The Pes transducers were calibrated by using a calibration chamber, which could set the pressure by using water manometers. The sensitivity of the transducers and zero drift at atmospheric pressure were recorded. The sensitivity of the transducer was independent of temperature, whereas the zero drift was slightly dependent on temperature. The zero value corresponding to body temperature was obtained by withdrawing the probe at the end of each experimental session. These zero values were then used to correct Pes previously recorded.
Protocols for in-flight experiments.
Subjects were seated inside the plethysmograph while breathing through the mouthpiece. During 0-Gz exposure, the subjects would float up due to the changing trajectory of the aircraft. To counteract the effect, the subjects were secured to their seat with straps at their thighs and feet. Loose bands around the arms kept the arms positioned parallel to the chest. The time frame for data acquisition during respiratory maneuvers started in the last minute of level flight (1 Gz): pull up (1.8 Gz, 20 s), injection (0 Gz, 20 s), pull out (1.8 Gz, 20 s), and level flight again (1 Gz). The subjects were asked to breathe quietly throughout the various phases of the parabolic flight. The subjects were also asked to perform a VC and panting maneuvers to measure total gas volume (TGV) at the onset of the 1-Gz phase, before the parabola, and after returning to 1 Gz after the parabola. The total number of parabolas necessary to gather a complete set of data for each subject varied from 15 to 20 times.
Protocol for ground experiments.
Ground experiments were performed, in the seated and supine position, on the same subjects, adopting the same protocol and equipments as during the in-flight experiments. The change in posture was obtained by leaning the plethysmograph backward; this implied that legs remained as in the sitting posture. This change of position was completed in ∼15 s. This time is slightly longer than that corresponding to the in-flight changing Gz, which was on the order of ∼5 s.
TGVs were computed from Boyle's law: where Pc is the in-flight cabin pressure and ΔV/ΔPm is the ratio of change (Δ) in thoracic volume (V) to the change in alveolar pressure (Pm) during panting maneuvers. The ratio was inferred from the slope of the linear regression between volume and Pm. The drift of the volume measurement was initially subtracted from the volume signal of the panting maneuvers so that regression coefficients were 0.99, suggesting an accurate TGV measurement.

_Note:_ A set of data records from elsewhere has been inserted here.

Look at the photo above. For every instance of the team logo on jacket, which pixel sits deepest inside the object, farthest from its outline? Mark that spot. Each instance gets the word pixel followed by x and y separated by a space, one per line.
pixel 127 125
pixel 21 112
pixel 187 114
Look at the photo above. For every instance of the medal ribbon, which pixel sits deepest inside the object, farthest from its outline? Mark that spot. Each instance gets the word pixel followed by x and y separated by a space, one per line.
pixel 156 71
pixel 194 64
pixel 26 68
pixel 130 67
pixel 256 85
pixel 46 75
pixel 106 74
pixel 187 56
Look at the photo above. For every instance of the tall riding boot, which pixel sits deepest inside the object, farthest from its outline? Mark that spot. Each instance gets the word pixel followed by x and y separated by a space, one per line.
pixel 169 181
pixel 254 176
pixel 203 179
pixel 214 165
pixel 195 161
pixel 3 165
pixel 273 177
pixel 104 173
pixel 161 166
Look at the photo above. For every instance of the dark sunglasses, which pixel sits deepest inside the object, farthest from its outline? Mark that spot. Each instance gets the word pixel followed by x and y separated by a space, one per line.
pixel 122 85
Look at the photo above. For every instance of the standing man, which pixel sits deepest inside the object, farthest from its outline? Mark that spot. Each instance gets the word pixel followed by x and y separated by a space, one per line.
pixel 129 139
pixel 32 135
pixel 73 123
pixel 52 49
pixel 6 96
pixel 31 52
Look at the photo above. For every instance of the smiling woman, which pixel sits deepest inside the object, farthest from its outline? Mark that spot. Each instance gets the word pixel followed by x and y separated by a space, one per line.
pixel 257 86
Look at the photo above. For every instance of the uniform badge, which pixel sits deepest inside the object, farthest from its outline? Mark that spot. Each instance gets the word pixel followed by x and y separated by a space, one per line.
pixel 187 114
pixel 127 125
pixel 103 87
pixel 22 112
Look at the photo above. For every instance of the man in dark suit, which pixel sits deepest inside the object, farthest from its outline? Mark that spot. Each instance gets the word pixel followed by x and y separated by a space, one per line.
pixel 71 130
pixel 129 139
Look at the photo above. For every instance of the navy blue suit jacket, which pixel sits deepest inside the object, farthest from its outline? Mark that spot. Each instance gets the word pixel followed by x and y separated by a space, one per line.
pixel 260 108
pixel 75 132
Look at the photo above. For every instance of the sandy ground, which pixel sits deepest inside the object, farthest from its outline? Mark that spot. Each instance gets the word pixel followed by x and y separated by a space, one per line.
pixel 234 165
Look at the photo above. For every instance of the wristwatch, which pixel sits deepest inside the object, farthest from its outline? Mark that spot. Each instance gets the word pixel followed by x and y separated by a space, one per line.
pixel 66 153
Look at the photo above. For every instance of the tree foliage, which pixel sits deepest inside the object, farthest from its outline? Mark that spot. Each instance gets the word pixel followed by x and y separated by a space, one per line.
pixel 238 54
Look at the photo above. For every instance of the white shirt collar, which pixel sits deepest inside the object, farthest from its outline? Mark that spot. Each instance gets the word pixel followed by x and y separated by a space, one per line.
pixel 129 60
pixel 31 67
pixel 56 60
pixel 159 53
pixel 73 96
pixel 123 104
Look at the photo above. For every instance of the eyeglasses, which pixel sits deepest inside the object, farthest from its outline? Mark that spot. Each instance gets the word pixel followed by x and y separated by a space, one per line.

Lung volume recorded throughout the time frame also displayed a drift because of increasing temperature inside the plethysmograph. The lung volumes were obtained after correcting for volume drift between two successive TGV values, assuming a linear drift with time. Pes data were corrected for the zero drift on withdrawal of the catheter at the end of the session. A “moving average filter” that uses a moving window of 30 samples was employed to reduce high-frequency noise in the pressure records.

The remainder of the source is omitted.